Худой, и без того едва стоявший на ногах Бормотов повалился на спину, солдаты подхватили его и повели к виселице.
— Вертухин! — офицер раскрутил бумажку и оглядел разбойников. — Есть такой?
Площадь качнулась под ногами Вертухина, и он прикрыл глаза, проваливаясь куда-то в пустоту.
— Здесь я, милостивый государь, — еле слышно сказал он.
— Простить!
Небо упало на Вертухина, а площадь, наоборот, приподнялась, и эта теснина сплющила его так, что он едва мог дышать.
Ударов плетью он не почувствовал и пришел в себя только на краю площади. Выпрямившись и обернувшись назад, он крикнул:
— Ну, вот, господа, а вы говорите, что я ничего не стою! Я богу дороже, чем все праведники!
Тем же летом он обвенчался с прекраснолицей турчанкою и привез ее в свое подмосковное имение. Золота и бриллиантов здесь не было, зато расстилались вокруг такие густые луга, что коровы, нагуляв по три ведра молока, падали, не добравшись до дома, и крестьянки доили их, лежащих на боку посреди травы. Грибы возили из леса бочками, ягоды тащили в двуручных корзинах. Крестьяне же были столь добронравны и веселы, что пели песни, когда их секли.
А что же остальные участники сей драмы? Павел Первый на радостях по случаю кончины своей матушки, Екатерины Второй, простил всех и отправил восвояси.
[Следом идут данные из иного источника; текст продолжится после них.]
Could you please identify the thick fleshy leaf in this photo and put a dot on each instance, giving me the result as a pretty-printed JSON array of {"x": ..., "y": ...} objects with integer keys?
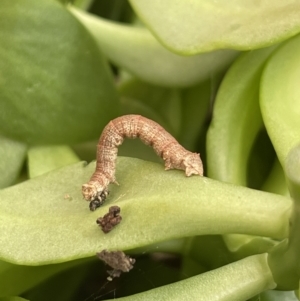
[
  {"x": 236, "y": 119},
  {"x": 16, "y": 279},
  {"x": 240, "y": 280},
  {"x": 137, "y": 51},
  {"x": 13, "y": 299},
  {"x": 194, "y": 26},
  {"x": 46, "y": 220},
  {"x": 280, "y": 94},
  {"x": 235, "y": 125},
  {"x": 55, "y": 86},
  {"x": 12, "y": 154},
  {"x": 42, "y": 159}
]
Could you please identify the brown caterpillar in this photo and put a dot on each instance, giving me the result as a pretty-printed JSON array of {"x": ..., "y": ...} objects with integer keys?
[{"x": 151, "y": 133}]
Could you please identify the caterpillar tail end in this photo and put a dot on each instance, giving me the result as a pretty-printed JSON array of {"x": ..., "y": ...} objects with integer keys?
[
  {"x": 94, "y": 194},
  {"x": 193, "y": 165}
]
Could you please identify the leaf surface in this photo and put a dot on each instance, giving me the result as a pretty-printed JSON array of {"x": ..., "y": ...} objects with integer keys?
[{"x": 45, "y": 219}]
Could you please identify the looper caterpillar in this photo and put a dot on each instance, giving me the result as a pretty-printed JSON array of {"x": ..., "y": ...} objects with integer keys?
[{"x": 151, "y": 133}]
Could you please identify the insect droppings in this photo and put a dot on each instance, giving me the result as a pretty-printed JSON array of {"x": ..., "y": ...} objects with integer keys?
[
  {"x": 151, "y": 133},
  {"x": 110, "y": 219},
  {"x": 118, "y": 260}
]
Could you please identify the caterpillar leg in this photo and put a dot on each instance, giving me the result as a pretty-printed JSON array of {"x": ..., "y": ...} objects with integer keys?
[{"x": 99, "y": 200}]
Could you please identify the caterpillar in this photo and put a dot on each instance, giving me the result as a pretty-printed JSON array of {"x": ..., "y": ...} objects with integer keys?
[{"x": 151, "y": 133}]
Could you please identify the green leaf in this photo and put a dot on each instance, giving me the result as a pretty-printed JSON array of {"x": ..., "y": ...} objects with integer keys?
[
  {"x": 13, "y": 299},
  {"x": 137, "y": 51},
  {"x": 280, "y": 96},
  {"x": 42, "y": 159},
  {"x": 56, "y": 86},
  {"x": 12, "y": 154},
  {"x": 190, "y": 26},
  {"x": 237, "y": 281},
  {"x": 46, "y": 220},
  {"x": 236, "y": 119},
  {"x": 16, "y": 279}
]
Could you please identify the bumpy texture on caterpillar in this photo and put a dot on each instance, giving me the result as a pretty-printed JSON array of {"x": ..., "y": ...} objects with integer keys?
[{"x": 151, "y": 133}]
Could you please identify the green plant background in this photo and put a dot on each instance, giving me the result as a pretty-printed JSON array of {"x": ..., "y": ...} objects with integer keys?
[{"x": 222, "y": 79}]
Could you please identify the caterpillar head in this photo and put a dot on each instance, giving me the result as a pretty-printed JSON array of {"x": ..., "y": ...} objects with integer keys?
[
  {"x": 95, "y": 194},
  {"x": 193, "y": 165}
]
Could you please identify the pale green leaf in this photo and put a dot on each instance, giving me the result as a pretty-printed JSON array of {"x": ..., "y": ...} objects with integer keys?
[
  {"x": 12, "y": 154},
  {"x": 46, "y": 220},
  {"x": 237, "y": 281},
  {"x": 236, "y": 119},
  {"x": 280, "y": 94},
  {"x": 193, "y": 26},
  {"x": 42, "y": 159},
  {"x": 136, "y": 50},
  {"x": 55, "y": 86}
]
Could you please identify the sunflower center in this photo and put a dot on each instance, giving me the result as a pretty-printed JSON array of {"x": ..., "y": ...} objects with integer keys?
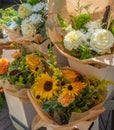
[
  {"x": 69, "y": 87},
  {"x": 48, "y": 86}
]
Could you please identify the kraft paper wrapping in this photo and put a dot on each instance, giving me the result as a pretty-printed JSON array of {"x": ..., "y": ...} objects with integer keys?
[
  {"x": 77, "y": 121},
  {"x": 15, "y": 36},
  {"x": 66, "y": 8},
  {"x": 14, "y": 91}
]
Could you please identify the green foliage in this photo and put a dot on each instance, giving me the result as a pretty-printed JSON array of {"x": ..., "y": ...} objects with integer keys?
[
  {"x": 79, "y": 21},
  {"x": 19, "y": 74},
  {"x": 83, "y": 52},
  {"x": 62, "y": 21},
  {"x": 7, "y": 15}
]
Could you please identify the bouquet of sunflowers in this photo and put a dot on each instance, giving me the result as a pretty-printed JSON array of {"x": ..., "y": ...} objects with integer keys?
[
  {"x": 30, "y": 22},
  {"x": 21, "y": 71},
  {"x": 84, "y": 37},
  {"x": 63, "y": 95}
]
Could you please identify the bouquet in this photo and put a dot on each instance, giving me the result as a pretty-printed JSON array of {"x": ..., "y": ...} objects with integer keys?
[
  {"x": 64, "y": 94},
  {"x": 1, "y": 98},
  {"x": 22, "y": 70},
  {"x": 30, "y": 22},
  {"x": 85, "y": 37}
]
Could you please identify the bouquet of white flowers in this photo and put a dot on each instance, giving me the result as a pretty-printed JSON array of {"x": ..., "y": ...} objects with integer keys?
[
  {"x": 79, "y": 34},
  {"x": 30, "y": 22}
]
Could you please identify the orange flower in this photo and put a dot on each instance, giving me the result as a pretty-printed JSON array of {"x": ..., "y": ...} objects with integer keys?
[
  {"x": 70, "y": 75},
  {"x": 65, "y": 100},
  {"x": 16, "y": 55},
  {"x": 4, "y": 64},
  {"x": 33, "y": 62}
]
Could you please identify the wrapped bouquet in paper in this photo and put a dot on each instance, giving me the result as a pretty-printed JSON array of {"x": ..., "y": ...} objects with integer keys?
[
  {"x": 18, "y": 75},
  {"x": 65, "y": 98},
  {"x": 84, "y": 32},
  {"x": 29, "y": 26}
]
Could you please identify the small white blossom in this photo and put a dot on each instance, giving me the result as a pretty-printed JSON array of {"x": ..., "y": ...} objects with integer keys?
[
  {"x": 91, "y": 27},
  {"x": 39, "y": 7},
  {"x": 73, "y": 39},
  {"x": 36, "y": 18},
  {"x": 101, "y": 40},
  {"x": 28, "y": 28},
  {"x": 24, "y": 10}
]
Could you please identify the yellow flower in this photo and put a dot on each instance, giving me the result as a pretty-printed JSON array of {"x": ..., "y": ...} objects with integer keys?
[
  {"x": 46, "y": 86},
  {"x": 72, "y": 89},
  {"x": 16, "y": 55},
  {"x": 65, "y": 100},
  {"x": 33, "y": 62},
  {"x": 4, "y": 64},
  {"x": 24, "y": 10},
  {"x": 70, "y": 75}
]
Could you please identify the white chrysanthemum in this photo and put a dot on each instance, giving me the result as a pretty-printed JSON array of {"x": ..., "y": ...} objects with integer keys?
[
  {"x": 101, "y": 40},
  {"x": 73, "y": 39},
  {"x": 28, "y": 28},
  {"x": 24, "y": 10},
  {"x": 40, "y": 6},
  {"x": 91, "y": 27},
  {"x": 36, "y": 18}
]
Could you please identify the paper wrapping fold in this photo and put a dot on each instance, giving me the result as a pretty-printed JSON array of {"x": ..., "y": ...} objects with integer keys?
[
  {"x": 14, "y": 91},
  {"x": 81, "y": 121},
  {"x": 15, "y": 36},
  {"x": 98, "y": 62},
  {"x": 66, "y": 8}
]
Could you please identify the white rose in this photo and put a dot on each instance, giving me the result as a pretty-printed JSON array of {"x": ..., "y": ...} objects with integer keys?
[
  {"x": 24, "y": 10},
  {"x": 101, "y": 40},
  {"x": 73, "y": 39}
]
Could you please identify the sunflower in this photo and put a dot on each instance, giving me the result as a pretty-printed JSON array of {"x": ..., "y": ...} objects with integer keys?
[
  {"x": 4, "y": 65},
  {"x": 16, "y": 55},
  {"x": 72, "y": 89},
  {"x": 65, "y": 100},
  {"x": 70, "y": 74},
  {"x": 46, "y": 86},
  {"x": 33, "y": 62}
]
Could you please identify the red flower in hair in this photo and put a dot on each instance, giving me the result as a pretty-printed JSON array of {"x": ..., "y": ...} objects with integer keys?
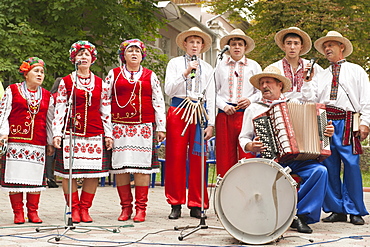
[{"x": 25, "y": 67}]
О смертоубийстве поручика Минеева вскоре все забыли, поскольку, кроме фальшивых бриллиантов, ничего найдено не было. Тем более что благодаря стараниям убийцы Минеева пугачевские злодеи лишились турецкой помощи и больше не угрожали России. Записаться в убийцы турецкого посыльного выстроилась было очередь, но никто не смог дождаться от императорского двора даже медной копейки.
Котов некоторое время служил помощником городничего, рисовал альбомы своему начальнику и выпиливал из вулканического стекла фальшивые александриты. Вскоре он, однако, уехал из России, перебрался в Саксонию и купил дворец разорившегося графа. Там и жил до глубокой старости в полном согласии с судьбою. Как видно, не все бриллианты, коими располагал бывший исправник, были поддельными.
Кузьма жил при Вертухине, и Вертухин, дабы он не даром ел свой хлеб, придумал ему должность смотрящего за дорогой — Кузьма каждый день выходил на пригорок и проверял, не едет ли кто. Коли едет, спрашивал гривенник. Дорога через деревню Вертухина стала первой платной дорогой России.
Челядь Лазаревича вернулась в Билимбай.
Сам же Лазаревич отправился лечить нервы на Кавказ, где, по достоверным сведениям, отравился нарзаном и умер. Это, к счастью, была первая и последняя жертва среди участников событий вокруг смертоубийства поручика Минеева.